Yep, it was because on line 637 I range check at to be a 12-bit number anyway so it seemed pointless to do it twice.

nikkolasg · 2024-11-08T20:43:39Z

+        let true_target = b._true();
+        b.connect(less_than_check.target, true_target.target);
+        b.range_check(at, 12);
+        let (low_bits, high_bits) = b.split_low_high(at, 6, 12);


Sorry i'm a bit lost in this function. Can you write an example or just more doc about how you approach the decomposition and how you do the random access and the recombination at the end ?

Yeah sure thing

nikkolasg · 2024-11-08T20:44:25Z

    }

+    #[test]
+    fn test_random_access_large_array() {


Can you write a quick comparison of gates in either a comment on the function or in the test to see what is actually the gain ? Not asking for a full fledged benchmark but at least an idea of the gain.

nikkolasg · 2024-11-08T20:45:17Z

+    /// This is more expensive than [`Self::extract_array`] due to using [`Self::random_access_large_array`]
+    /// instead of [`Self::value_at`]. This function enforces that the values extracted are within the array.


Well, it is more expensive only if the array is small. Can you say more about when it is beneficial to using this function ?

This should now be in the code, for the case I tested the old method took 129 rows and this new method took 15.

nikkolasg · 2024-11-08T21:37:34Z

+};
+use plonky2::field::types::Field;
+
+/// Calculate `metadata_digest = D(key_id || value_id || slot)` for receipt leaf.


The code below doesn't seem to reflect this comment. Can you clarify ?

Apologies, I was using some of the already existing code as a starting point and adapting it, I must have forgotten to update the comment I'll fix that now

nikkolasg · 2024-11-08T21:38:03Z

+const H_RANGE: PublicInputRange = 0..PACKED_HASH_LEN;
+/// - `K : [6]F` : Length of the transaction index in nibbles
+const K_RANGE: PublicInputRange = H_RANGE.end..H_RANGE.end + MAX_INDEX_NIBBLES;
+/// `T : F` pointer in the MPT indicating portion of the key already traversed (from 6 → 0)


6 should be a const generic right ? why 6 ?

I was working off of the 30 million gas block limit on Ethereum. Since any transaction costs a minimum of 21 000 gas the theoretical maximum number of transactions is 1428 in a block which is 3 bytes long, so 6 nibbles.

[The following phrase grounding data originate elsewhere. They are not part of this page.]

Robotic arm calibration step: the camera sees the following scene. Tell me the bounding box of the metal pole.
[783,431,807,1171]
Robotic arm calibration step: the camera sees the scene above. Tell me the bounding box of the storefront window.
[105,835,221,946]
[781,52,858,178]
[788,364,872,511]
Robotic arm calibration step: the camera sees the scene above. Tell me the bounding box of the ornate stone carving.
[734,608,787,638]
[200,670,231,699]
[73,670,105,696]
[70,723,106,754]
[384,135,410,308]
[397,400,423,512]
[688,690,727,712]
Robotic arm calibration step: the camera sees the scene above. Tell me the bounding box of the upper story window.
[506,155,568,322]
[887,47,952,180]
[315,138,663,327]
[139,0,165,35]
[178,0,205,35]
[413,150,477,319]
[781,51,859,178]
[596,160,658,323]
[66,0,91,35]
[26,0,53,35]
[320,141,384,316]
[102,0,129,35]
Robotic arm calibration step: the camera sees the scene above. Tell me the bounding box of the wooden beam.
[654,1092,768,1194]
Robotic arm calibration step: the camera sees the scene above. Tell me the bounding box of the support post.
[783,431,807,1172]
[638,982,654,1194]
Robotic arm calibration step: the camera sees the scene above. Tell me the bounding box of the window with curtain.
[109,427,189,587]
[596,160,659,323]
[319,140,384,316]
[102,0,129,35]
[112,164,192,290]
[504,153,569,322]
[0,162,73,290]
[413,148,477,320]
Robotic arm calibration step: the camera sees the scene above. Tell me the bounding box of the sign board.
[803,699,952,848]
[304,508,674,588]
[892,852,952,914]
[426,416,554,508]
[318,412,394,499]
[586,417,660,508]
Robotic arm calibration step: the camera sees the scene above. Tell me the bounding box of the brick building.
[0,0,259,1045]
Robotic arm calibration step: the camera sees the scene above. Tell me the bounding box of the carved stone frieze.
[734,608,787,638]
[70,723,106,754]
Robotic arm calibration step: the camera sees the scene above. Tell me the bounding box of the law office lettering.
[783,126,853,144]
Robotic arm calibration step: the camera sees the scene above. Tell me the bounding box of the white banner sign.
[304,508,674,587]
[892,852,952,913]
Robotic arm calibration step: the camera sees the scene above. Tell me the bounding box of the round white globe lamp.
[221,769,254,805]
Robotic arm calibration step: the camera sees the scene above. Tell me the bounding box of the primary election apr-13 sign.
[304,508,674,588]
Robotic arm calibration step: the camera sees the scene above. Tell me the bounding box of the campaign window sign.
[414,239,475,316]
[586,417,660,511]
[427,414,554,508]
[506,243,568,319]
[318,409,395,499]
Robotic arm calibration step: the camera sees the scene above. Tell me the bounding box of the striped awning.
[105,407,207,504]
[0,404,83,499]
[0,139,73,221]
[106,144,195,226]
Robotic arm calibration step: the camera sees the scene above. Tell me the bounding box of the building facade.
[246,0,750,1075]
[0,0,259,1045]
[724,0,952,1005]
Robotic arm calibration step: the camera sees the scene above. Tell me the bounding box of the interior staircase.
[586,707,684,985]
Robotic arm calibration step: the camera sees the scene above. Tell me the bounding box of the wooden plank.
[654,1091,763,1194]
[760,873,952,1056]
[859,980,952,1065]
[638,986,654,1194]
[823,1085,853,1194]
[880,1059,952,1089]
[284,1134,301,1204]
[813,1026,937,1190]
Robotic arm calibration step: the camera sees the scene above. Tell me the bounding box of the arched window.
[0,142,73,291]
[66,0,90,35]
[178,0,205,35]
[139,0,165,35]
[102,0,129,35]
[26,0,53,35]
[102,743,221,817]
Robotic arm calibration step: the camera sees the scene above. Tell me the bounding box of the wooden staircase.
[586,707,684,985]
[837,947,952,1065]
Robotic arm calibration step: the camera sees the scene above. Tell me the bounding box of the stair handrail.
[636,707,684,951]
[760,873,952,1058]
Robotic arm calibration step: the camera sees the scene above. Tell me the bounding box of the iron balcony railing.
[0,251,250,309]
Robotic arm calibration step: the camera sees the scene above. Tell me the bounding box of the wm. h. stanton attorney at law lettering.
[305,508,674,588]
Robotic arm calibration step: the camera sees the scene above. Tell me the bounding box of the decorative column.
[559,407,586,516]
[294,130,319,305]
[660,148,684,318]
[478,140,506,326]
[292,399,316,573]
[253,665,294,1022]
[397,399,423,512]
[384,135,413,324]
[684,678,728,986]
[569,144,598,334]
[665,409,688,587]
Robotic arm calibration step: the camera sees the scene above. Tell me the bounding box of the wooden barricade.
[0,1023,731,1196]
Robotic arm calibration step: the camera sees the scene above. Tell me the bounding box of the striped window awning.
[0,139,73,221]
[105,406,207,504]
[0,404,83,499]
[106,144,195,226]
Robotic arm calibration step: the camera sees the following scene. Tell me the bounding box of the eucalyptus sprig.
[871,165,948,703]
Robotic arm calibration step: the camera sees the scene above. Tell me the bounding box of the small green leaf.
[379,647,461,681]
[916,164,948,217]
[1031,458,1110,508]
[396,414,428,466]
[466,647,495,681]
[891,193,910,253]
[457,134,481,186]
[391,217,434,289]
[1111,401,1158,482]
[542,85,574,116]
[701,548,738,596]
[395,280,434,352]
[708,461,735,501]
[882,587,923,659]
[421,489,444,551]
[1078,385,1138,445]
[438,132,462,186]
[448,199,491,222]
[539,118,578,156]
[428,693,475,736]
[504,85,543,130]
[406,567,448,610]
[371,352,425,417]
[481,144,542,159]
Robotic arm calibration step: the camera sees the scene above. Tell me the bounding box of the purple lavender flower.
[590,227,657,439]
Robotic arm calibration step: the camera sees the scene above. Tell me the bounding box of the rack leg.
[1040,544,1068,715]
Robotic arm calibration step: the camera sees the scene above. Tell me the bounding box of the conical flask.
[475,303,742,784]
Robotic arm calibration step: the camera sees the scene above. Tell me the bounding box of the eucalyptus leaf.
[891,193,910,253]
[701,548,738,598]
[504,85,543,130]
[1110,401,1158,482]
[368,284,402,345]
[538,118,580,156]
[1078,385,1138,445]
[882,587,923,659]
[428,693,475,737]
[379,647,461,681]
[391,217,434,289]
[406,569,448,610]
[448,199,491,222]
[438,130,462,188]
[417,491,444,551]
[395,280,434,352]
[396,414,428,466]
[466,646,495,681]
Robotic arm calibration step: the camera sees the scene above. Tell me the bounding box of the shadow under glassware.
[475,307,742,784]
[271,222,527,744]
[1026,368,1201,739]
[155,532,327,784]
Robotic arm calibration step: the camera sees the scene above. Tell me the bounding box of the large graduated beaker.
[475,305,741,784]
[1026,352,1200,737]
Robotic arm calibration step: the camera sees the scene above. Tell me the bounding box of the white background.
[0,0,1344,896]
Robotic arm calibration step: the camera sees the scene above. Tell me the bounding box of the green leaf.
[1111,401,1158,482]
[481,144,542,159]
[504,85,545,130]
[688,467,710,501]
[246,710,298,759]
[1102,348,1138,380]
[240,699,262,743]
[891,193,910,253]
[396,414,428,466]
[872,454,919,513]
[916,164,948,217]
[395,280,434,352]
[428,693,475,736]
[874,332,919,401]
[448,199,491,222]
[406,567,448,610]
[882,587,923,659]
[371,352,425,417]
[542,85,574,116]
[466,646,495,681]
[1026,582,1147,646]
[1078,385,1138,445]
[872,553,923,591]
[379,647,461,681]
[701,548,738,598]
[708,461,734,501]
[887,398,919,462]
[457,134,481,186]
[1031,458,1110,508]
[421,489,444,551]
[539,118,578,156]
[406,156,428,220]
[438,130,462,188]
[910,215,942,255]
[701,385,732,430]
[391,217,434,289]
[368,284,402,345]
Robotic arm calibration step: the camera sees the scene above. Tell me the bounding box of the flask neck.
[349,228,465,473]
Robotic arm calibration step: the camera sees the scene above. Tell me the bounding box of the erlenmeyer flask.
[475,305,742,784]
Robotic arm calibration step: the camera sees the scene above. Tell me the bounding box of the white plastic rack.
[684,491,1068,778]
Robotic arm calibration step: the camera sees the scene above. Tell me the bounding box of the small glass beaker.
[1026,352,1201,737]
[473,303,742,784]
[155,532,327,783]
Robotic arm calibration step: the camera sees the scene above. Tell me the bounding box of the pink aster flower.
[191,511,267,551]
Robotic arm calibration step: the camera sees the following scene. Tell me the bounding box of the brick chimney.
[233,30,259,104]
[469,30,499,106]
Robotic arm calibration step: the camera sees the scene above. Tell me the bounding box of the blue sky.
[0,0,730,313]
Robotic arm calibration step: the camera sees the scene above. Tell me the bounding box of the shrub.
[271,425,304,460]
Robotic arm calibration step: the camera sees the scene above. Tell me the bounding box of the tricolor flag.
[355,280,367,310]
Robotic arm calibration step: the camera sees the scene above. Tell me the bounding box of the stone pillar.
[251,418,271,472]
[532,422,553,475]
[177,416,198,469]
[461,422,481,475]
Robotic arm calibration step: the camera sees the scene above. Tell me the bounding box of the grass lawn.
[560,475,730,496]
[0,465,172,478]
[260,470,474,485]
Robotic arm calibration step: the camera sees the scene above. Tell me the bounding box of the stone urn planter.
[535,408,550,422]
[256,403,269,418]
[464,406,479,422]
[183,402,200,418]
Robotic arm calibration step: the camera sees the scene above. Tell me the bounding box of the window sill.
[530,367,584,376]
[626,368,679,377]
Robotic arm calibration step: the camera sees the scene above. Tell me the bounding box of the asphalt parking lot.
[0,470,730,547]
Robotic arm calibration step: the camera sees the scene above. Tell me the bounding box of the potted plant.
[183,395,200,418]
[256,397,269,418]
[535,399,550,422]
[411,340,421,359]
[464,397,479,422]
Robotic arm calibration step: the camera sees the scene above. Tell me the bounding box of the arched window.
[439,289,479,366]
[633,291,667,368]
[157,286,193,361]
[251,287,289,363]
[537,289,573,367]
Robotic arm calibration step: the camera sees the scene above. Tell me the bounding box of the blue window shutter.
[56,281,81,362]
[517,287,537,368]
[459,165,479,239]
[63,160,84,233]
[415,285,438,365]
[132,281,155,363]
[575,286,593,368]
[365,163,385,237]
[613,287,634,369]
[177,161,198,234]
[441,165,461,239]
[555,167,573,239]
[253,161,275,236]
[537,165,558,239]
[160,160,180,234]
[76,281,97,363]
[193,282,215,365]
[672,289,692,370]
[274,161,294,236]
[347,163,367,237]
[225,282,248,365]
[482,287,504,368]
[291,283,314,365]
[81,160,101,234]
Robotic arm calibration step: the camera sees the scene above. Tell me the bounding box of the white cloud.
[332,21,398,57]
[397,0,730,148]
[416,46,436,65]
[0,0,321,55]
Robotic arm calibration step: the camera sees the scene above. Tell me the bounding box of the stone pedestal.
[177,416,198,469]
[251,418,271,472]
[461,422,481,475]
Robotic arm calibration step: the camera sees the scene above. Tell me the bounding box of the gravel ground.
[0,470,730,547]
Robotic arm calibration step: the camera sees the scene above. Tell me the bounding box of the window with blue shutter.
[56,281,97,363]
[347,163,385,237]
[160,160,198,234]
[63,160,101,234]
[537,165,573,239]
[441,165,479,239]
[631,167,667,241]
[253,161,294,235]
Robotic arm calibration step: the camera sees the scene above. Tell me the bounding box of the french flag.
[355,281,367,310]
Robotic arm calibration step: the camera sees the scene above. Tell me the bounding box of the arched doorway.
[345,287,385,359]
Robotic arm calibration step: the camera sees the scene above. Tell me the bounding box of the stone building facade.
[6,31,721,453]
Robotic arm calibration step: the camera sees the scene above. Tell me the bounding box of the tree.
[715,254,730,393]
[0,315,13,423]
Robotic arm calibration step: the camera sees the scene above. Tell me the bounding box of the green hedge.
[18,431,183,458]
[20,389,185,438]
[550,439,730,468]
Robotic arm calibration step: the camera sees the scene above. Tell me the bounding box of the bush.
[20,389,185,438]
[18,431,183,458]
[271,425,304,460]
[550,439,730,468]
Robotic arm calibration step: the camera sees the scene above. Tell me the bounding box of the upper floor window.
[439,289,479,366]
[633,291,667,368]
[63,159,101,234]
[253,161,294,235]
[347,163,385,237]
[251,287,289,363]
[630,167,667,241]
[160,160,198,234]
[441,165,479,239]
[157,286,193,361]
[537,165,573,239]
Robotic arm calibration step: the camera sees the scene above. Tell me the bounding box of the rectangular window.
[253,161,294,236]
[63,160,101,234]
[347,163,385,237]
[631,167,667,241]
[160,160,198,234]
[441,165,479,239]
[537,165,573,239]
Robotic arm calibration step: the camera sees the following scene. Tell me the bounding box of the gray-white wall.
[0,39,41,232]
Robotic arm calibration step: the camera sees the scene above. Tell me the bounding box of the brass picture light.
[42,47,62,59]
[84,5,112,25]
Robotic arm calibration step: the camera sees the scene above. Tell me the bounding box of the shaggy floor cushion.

Correction its two bytes long so should only be 4 nibbles, I forgot how to do maths there for a little bit.

Great, can you write this down in the source code then ? 🙏

nikkolasg · 2024-11-13T11:45:49Z

        // Spin up a local node.

-        let rpc = ProviderBuilder::new().on_anvil();
+        let rpc = ProviderBuilder::new().on_anvil_with_config(|anvil| Anvil::block_time(anvil, 1));


mhhh why are you introducing time effects now ? I don't understand the reason. Is it to have multiple tx inside a block or stg ?
Couldn't we use multicalls instead for example ?

It was to have multiple transactions in a block, I did not know the multicall functionality existed so I'll update it to use that instead.

If it's not too much more complicated it'd be great. Reason is i have personally very bad experience relying on timing in tests in CI, it's often randomly failing.

So it turns out Multicall as a crate didn't play nice with the version of alloy that we were using. So instead I remembered that I can just make Anvil only mine blocks when its told to rather than at set intervals. So we now simply send all the transactions and mine the block after they have all been sent.

Zyouell · 2024-12-02T14:00:45Z

The latest commit does a number of things. Firstly it rebases the branch on to a more up to date version of the main repository. It also makes changes to reflect the documentation as per the notion page.

We now treat receipt extraction as a subset of value extraction, along with simple and mapping. The APIs in value_extraction/api.rs have been updated to reflect this along with added unit testing for the receipt case.

In block_extraction/circuit.rs we now specify the type of extraction we are performing, this allows us to select which of the three MPT roots we wish to verify against depending on if this extraction is to do with storage, receipts or transactions. The relevant type is selected using an enum.

In final_extraction we add a new circuit that does not use BaseCircuit since receipt extraction does not require verifying account storage roots in the state trie root.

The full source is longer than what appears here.